NEW YORK (Reuters) - Investors in U.S. funds traded international equities for domestic stocks during the latest week as earnings beat expectations while trade tensions simmered, Lipper data showed on Thursday.
U.S.-based equity funds posted $620 million in withdrawals for the week ended Wednesday, after attracting $1 billion the week prior, Lipper said.
The withdrawals were driven in large part by investors leaving non-domestic equity funds, which saw $1.1 billion in withdrawals.
U.S.-based domestic equity funds, by contrast, attracted $474 million and a second straight week of inflows, Lipper said.
The strong performance by domestic equity funds came as 83.9 percent of S&P 500 companies have reported second-quarter profits that beat analyst expectations so far, according to Thomson Reuters I/B/E/S.
“When we get back to the brass tacks, we really had a good beginning to the earnings season,” said Tom Roseen, head of research services at Thomson Reuters Lipper.
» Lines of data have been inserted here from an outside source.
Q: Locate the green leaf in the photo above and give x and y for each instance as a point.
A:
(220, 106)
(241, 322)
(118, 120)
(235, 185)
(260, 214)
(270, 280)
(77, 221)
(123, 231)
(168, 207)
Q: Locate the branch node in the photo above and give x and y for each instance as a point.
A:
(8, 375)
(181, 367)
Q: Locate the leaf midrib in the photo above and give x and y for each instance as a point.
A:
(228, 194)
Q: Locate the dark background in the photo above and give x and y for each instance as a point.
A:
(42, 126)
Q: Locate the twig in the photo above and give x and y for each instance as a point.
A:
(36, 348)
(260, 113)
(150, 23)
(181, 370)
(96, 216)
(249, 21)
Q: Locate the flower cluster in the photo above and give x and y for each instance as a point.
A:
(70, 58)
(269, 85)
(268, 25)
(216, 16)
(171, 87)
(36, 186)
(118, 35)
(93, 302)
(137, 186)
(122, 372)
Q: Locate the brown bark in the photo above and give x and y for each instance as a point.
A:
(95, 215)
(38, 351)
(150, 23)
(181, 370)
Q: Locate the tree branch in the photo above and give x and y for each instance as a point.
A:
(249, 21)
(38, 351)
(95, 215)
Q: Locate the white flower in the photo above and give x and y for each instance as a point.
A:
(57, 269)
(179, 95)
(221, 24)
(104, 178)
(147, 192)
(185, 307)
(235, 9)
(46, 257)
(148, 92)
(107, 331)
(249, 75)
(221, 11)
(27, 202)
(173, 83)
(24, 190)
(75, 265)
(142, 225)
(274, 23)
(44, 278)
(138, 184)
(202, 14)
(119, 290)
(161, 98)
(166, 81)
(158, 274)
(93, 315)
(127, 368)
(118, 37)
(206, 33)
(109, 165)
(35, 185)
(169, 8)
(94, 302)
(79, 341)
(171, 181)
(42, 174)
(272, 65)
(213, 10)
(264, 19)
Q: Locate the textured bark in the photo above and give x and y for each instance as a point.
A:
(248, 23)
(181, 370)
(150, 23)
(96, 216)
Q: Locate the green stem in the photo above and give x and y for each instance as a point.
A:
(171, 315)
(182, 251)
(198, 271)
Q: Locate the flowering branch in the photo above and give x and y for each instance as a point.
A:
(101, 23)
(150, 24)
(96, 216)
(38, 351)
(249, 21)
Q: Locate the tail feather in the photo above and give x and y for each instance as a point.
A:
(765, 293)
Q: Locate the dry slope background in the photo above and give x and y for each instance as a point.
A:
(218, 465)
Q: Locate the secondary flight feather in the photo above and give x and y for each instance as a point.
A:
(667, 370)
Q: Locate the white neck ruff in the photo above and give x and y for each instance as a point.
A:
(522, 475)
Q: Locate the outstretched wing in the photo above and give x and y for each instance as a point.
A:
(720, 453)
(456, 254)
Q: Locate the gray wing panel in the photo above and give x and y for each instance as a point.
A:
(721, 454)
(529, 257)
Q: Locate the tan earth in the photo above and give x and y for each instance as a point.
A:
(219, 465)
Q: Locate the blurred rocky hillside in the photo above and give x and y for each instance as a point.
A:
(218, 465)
Investors freed up more cash by withdrawing $1.3 billion from U.S.-based money market funds.
Yet trade tensions kept investors on edge, with U.S. President Donald Trump saying during the week that he is ready to impose tariffs on all $500 billion of imported goods from China.
Fund investors deposited $1.4 billion into U.S.-based taxable-bond funds, a third straight week netting cash. Their municipal bond counterparts took in $550 million, according to Lipper.
U.S.-based precious metals commodities funds ended a streak of outflows that began in early May, attracting $211 million for the period.
Dollar-denominated metals, such as gold, became more affordable for investors abroad after Trump criticized the greenback’s strength in an interview aired on Friday and sent the currency lower.